Una estrella fugaz

108 11 14
                                    



Dentro de circunstancias ordinarias, Matthew, era el primero en volcarse estricto en cuanto a no romper el protocolo de acción en ninguno de sus procedimientos, y mucho menos en situaciones de emergencia, su estilo era apegarse a cada lineamiento y seguir cada uno de los pasos con la misma devoción que un fraile cumple con sus votos, pero esta era una excepción a la regla, en la que reaccionaba por instinto, de forma automática desecho varias de las normas vitales ante un accidente.

"No mover a la víctima de un accidente" "Esperar hasta que los camilleros y el enfermero de primeros auxilios llegaran".

Cada uno de esos procedimientos que fueron labrados con cincel en su cerebro; quedaron relegados.

Ahí de cabeza, atrapado por el cinturón de seguridad, daba la sensación de que los sonidos se agudizaban, arañando las paredes de sus tímpanos, en un inicio confundió el golpeteo constante de las primeras gotas de lluvia que se impactaban con la carrocería de su camioneta llantas arriba, con una posible fisura en el tanque de gasolina, se imaginó un goteo constante formando un charco, con el que sería cuestión de arrojar la colilla encendida de un cigarro, una chispa furtiva para que se rostizara vivo, el par de botas negras del conductor del tráiler, aparecieron frente a la ventanilla estrellada, lo impacto con el haz de luz «Esto es todo lo que encontré», pero, deberán servir, dijo al ponerse en cuclillas, y entregarle unas tijeras.

Matthew, debió estirar el brazo, aprensó las tijeras en su mano y con la desesperación por ir a revisar a Robín, apresurado comenzó a cortar su cinturón que quedó atascado, «dejándolo adherido como un bicho a una telaraña».

Sí bien era evidente, que esas tijeras no eran para cortar una tela tan gruesa como de la que estaba hecho el cinturón, debió conformarse e ingeniárselas, cortaba avanzando con lentitud, aunque el sentido de prontitud tiraba de forma agónica, no debía caer en la exasperación o terminaría por romper las tijeras, cuando estaba por lograr zafarse, los últimos ligamentos de la tela se desprendieran con un crac, cedieron a su propio peso, tirando hacía abajo, la gravedad, lo liberó.

Su espalda impacto de lleno contra el toldo de la camioneta, sin tiempo de reparar en el dolor, se giró, esquirlas de los vidrios rotos de las ventanillas se clavaron en sus manos, por impulso y como una manera de protegerse, optó por apoyarse con los antebrazos cubiertos por su camisa en posición «pecho tierra», se arrastró, hasta el asiento de Robín, donde el chico, envuelto en la cazadora azul, pendía como una oruga dentro de su capullo, sujeto por el cinturón de seguridad.
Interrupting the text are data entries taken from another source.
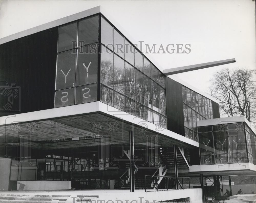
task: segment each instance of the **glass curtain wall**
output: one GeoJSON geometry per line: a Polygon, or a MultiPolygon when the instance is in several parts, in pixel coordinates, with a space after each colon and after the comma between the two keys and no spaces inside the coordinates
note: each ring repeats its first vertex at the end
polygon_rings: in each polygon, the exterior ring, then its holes
{"type": "Polygon", "coordinates": [[[97,101],[98,88],[101,101],[166,128],[164,75],[99,15],[59,28],[54,107],[97,101]]]}
{"type": "Polygon", "coordinates": [[[198,142],[197,121],[213,118],[211,101],[182,86],[185,136],[198,142]]]}
{"type": "Polygon", "coordinates": [[[99,20],[59,27],[55,108],[97,101],[99,20]]]}
{"type": "Polygon", "coordinates": [[[248,162],[248,157],[252,156],[249,149],[247,155],[247,148],[251,147],[242,123],[199,127],[198,130],[201,165],[248,162]]]}
{"type": "Polygon", "coordinates": [[[166,127],[163,74],[103,17],[100,101],[166,127]]]}

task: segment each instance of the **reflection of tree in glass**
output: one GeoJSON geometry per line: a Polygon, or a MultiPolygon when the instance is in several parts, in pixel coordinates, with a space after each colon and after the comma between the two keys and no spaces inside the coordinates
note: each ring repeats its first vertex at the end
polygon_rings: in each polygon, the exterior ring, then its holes
{"type": "Polygon", "coordinates": [[[111,86],[113,82],[113,66],[110,61],[102,61],[100,65],[101,82],[111,86]]]}

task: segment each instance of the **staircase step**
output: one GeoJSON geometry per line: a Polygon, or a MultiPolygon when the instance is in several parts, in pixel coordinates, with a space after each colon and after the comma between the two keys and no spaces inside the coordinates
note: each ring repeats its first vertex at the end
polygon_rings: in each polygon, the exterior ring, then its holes
{"type": "Polygon", "coordinates": [[[7,201],[44,201],[47,202],[50,202],[52,200],[56,200],[60,201],[65,202],[67,198],[63,197],[18,197],[17,196],[0,196],[0,201],[6,200],[7,201]]]}

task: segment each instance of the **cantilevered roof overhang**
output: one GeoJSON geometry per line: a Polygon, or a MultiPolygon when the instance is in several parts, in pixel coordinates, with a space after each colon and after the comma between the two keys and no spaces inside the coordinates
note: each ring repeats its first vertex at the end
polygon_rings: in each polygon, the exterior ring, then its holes
{"type": "Polygon", "coordinates": [[[207,68],[231,63],[235,63],[236,62],[236,59],[235,58],[227,59],[221,61],[204,63],[203,63],[191,65],[186,66],[168,68],[168,69],[164,70],[163,71],[163,72],[166,76],[169,76],[178,73],[181,73],[188,71],[206,68],[207,68]]]}
{"type": "Polygon", "coordinates": [[[138,142],[143,142],[148,133],[157,135],[159,146],[199,147],[198,142],[99,101],[0,117],[0,138],[7,134],[17,137],[29,127],[33,142],[95,136],[105,132],[104,129],[114,128],[111,122],[119,126],[112,131],[115,130],[113,136],[116,140],[124,138],[129,141],[129,131],[133,131],[138,142]],[[38,126],[35,129],[33,124],[27,124],[33,122],[38,126]]]}

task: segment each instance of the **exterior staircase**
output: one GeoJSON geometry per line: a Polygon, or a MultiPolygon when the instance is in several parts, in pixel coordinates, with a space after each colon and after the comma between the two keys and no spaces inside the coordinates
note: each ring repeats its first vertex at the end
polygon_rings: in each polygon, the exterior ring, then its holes
{"type": "MultiPolygon", "coordinates": [[[[174,152],[173,147],[160,148],[158,154],[168,169],[173,169],[174,167],[174,152]]],[[[188,167],[183,156],[178,149],[177,149],[177,163],[179,168],[188,168],[188,167]]]]}

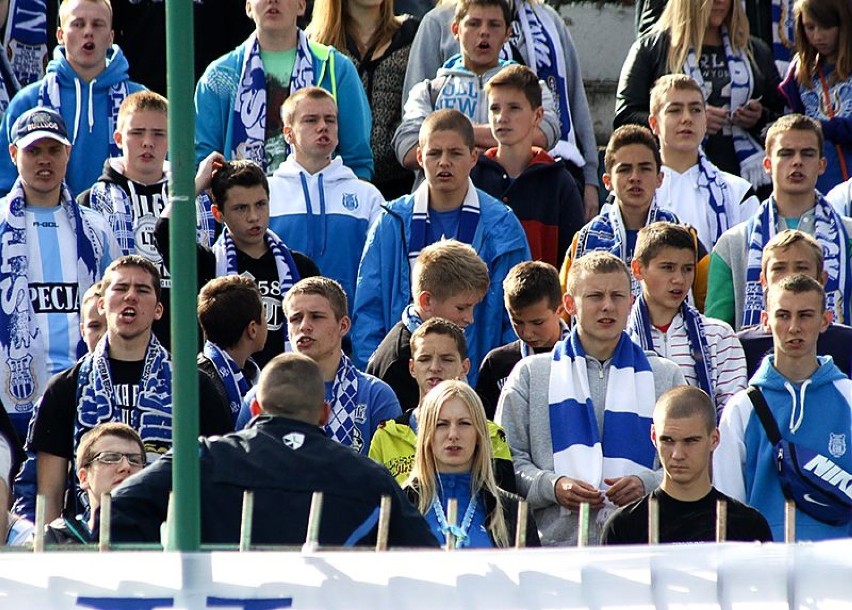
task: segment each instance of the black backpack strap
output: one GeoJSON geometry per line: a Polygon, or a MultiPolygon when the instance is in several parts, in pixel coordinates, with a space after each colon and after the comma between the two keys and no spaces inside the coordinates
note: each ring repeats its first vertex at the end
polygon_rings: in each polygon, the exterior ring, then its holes
{"type": "Polygon", "coordinates": [[[750,385],[746,390],[746,394],[754,406],[754,412],[757,413],[757,418],[763,424],[763,429],[766,431],[766,437],[769,442],[776,445],[781,440],[781,432],[778,430],[778,424],[775,418],[772,417],[772,412],[769,410],[769,405],[766,404],[766,399],[763,397],[763,392],[760,388],[750,385]]]}

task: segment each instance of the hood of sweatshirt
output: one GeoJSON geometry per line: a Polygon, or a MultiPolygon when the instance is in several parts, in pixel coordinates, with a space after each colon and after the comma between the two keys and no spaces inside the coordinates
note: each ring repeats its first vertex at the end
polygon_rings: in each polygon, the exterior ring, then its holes
{"type": "MultiPolygon", "coordinates": [[[[760,363],[760,368],[751,378],[751,384],[759,387],[764,394],[780,392],[790,396],[793,406],[790,412],[790,421],[778,422],[782,434],[785,425],[791,433],[795,433],[799,429],[802,421],[804,421],[806,408],[820,408],[817,393],[821,389],[839,379],[845,379],[840,369],[834,366],[831,356],[817,356],[817,360],[819,361],[819,368],[801,384],[793,383],[778,372],[778,369],[775,368],[774,356],[764,358],[763,362],[760,363]],[[809,403],[809,400],[812,402],[809,403]]],[[[767,397],[766,400],[772,404],[770,398],[767,397]]]]}

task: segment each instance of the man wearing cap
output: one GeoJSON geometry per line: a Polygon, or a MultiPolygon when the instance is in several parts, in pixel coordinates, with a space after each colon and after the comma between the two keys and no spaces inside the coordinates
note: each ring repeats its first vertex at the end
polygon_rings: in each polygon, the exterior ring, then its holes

Sin tiempo que perder y con toda la tensión puesta en las cervicales de su cuello, abrió el cinturón, el cuerpecito de Robín descendió, lo envolvió en sus brazos y sin poder adoptar otra posición en la que cupiera con el chico en los brazos, con los asientos a unos centímetros de su cabeza, se acomodó de costado, un ruido como de uñas de perro rascando una puerta, hizo que sus ojos se lazaran nerviosos buscando en todas direcciones, hasta ser absortos por esa figura, allá a media carretera, se hizo tangible entre las cuarteaduras del parabrisas trasero; quizás fue por la infinidad de líneas que diseccionaban el cristal, que de primer momento, le costó convencerse de la posición que ese ser adoptó, afinó la vista perplejo, el grito que estuvo a punto de lanzar, quedo ahogado en su garganta, era pavoroso:

Avanzaba a cuatro patas, con la espalda virada, formando un arco, «humanamente imposible», las palmas apoyadas sobre el pavimento, los antebrazos volteados hacía el frente en un ángulo que solo le sería posible a un arácnido, el sonido de sus uñas rasguñando a cada uno de sus movimientos, todo aquello era demasiado para la mente racional de Matthew, sintió que colapsaría, todo su mundo se desintegraba.